Jarvis, R.M., Borrelle, S.B., Bollard Breen, B., & Towns, D.R. (2015). Conservation, mismatch and the research-implementation gap. Pacific Conservation Biology (early view).

Abstract

Despite calls to better link research and practice, the gap between knowing and doing continues to limit conservation success. Here we report on the outcomes from a workshop at the Society for Conservation Biology Oceania Conference 2014 on bridging the research–implementation gap. The workshop highlighted how the gap is still very real in conservation and the importance of bringing together researchers and practitioners to discuss their work. Workshop participants discussed how the research–implementation gap influenced their conservation efforts, identified five key mismatches between research and practice, and recommended seven ways we can work together to bridge the gap.
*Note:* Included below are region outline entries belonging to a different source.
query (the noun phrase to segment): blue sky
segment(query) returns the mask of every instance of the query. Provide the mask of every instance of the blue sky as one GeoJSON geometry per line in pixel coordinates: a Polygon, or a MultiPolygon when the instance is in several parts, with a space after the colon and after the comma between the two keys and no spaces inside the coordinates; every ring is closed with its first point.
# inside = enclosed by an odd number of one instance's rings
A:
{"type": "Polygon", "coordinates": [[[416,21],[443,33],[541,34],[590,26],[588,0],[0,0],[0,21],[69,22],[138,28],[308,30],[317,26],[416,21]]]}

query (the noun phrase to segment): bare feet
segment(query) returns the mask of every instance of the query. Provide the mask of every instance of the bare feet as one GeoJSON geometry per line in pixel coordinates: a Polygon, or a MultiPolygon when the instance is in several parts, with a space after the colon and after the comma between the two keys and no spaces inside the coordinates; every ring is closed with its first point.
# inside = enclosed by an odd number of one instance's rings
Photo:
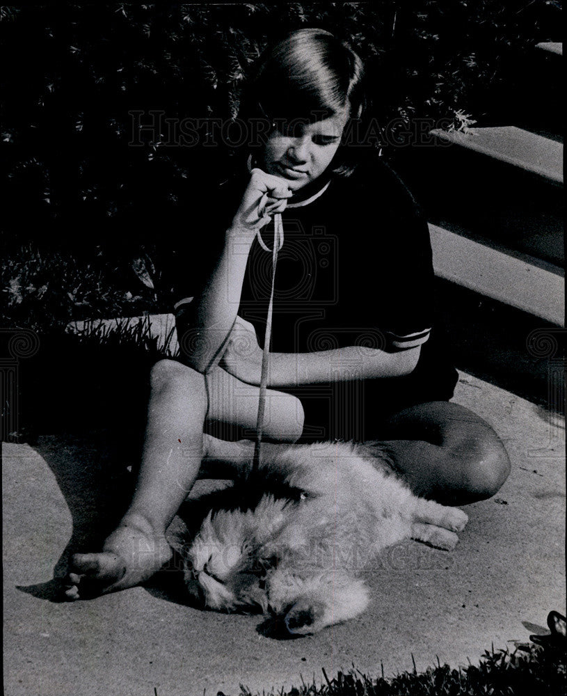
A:
{"type": "Polygon", "coordinates": [[[150,578],[171,558],[165,535],[140,516],[125,518],[98,553],[75,553],[63,580],[66,599],[89,599],[150,578]]]}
The outcomes identified by the workshop are highly relevant to conservation efforts around the world.

Mismatches

  • Scale mismatch
  • Temporal mismatch
  • Priority mismatch
  • Communication mismatch
  • Institutional mismatch

Bridging the gap

  • Multiscale projects coordinating broader goals and local actions
  • Action adaptive and future-oriented, while grounded in theory
  • Design research with action in mind
  • International open-access resource of projects
  • Institutions to encourage time spent linking research and action
  • Co-supervision of students by researchers and practitioners to develop complementary skills in research and implementation
  • Role for connectors to identify the most valuable links between researchers, practitioners and projects

You can read the full article here (open access)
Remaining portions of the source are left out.